La macération carbonique en grains entiers privilégie la formation d'esters qualifiés d'arômes amyliques. L'acétate d'isoamyle, en synergie avec ses analogues (acétates d'isobutyle et de 2-méthyl- butyle) confère l'odeur de banane aux beaujolais primeurs. Ce caractère est amplifié par des souches de levures, comme la 71B.
Selon l'ITV de Villefranche-sur-Saône, cette typicité est obtenue à la seule condition que le raisin se trouve émergé et en métabolisme anaérobie, c'est-à-dire sous atmosphère de CO 2 : ' L'arôme se trouve alors amélioré et intensifié. Pour cela, on conseille de respecter l'intégrité du raisin et d'éviter de triturer la vendange pour limiter le volume de jus dans la cuve ', ajoute Valérie Lempereur, à l'ITV.

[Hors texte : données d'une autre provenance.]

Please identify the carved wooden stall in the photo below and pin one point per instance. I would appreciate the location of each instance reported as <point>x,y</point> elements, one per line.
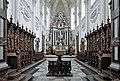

' La fraction fruitée de l'arôme du vin décroît au cours de l'élevage , annonce Philippe Darriet, et la fragilité de ces arômes est d'autant plus grande que la teneur en SO 2 libre est faible. ' Le fruit peut être perdu pendant les premiers mois d'élevage. ' Pour un grand vin, c'est moins grave car il aura du bouquet. Pour un vin de petite origine, c'est définitivement perdu. '
Les thiols sont particulièrement sensibles à l'oxydation. Or, l'oxygène est indispensable à l'évolution des rouges. Il faut donc gérer les apports en oxygène par rapport au vin que l'on souhaite élaborer. ' Il faut oxygéner en début d'élevage . '
Outre l'oxydation, il existe d'autres causes de pertes de l'arôme fruité. Après la fermentation alcoolique, il se produit une hydrolyse chimique des esters. Elle se solde par la régénération des acides et des alcools correspondants, qui sont bien souvent sans goût. ' La dégradation des arômes fruités fermentaires est plutôt lente ', tempère Raymond Baumes, à l'Inra de Montpellier. On peut compter un à deux ans. La durée de conservation de ces arômes diminue lorsque la température augmente et que le pH décroît. Elle dépend aussi de leur nature chimique. Les acétates d'alcools supérieurs sont ceux qui se dégradent le plus rapidement. ' L'acétate d'isoamyle en particulier est très fragile ', estime Rémy Schneider, de l'ITV à Montpellier. Pour préserver les arômes fruités, il est donc indispensable de respecter deux règles de base : conserver les vins à basse température et les protéger contre l'oxydation. Cependant, tous les arômes ne sont pas fragiles. Il peut même s'en former en cours de conservation, comme le 2-méthylpro- panoate d'éthyle à l'odeur de fraise, et les 2 et 3-méthyl- butanoate d'éthyle aux notes de petits fruits rouges très prononcées. Tous deux sont des esters. ' Si le rouge est élevé sur lies avec bâtonnage, l'autolyse des levures relargue des esters ', ajoute Rémy Schneider.
Notons toutefois que ni l'élevage sur lies, ni le passage sous bois ne sont des pratiques recherchées pour l'élaboration de vins fruités. On privilégie d'autres méthodes : une clarification précoce, la conservation en cuves réfrigérées entre 12 et 18°C et une mise en bouteilles précoce.
Dans la syrah, certains composés peuvent apparaître au cours du vieillissement, en quantités relativement élevées, notamment du diméthylsulfure. Cette molécule soufrée renforcerait les notes fruitées. La réputation de la syrah de donner des vins réducteurs pourrait être due à cet arôme. Comme le remarque Jean-Luc Le Quéré, ' les notes fruitées ne disparaissent pas forcément avec le temps. On retrouve typiquement le cassis sur de vieux gevrey-chambertin, et la framboise sur des chambolle-musigny âgés '.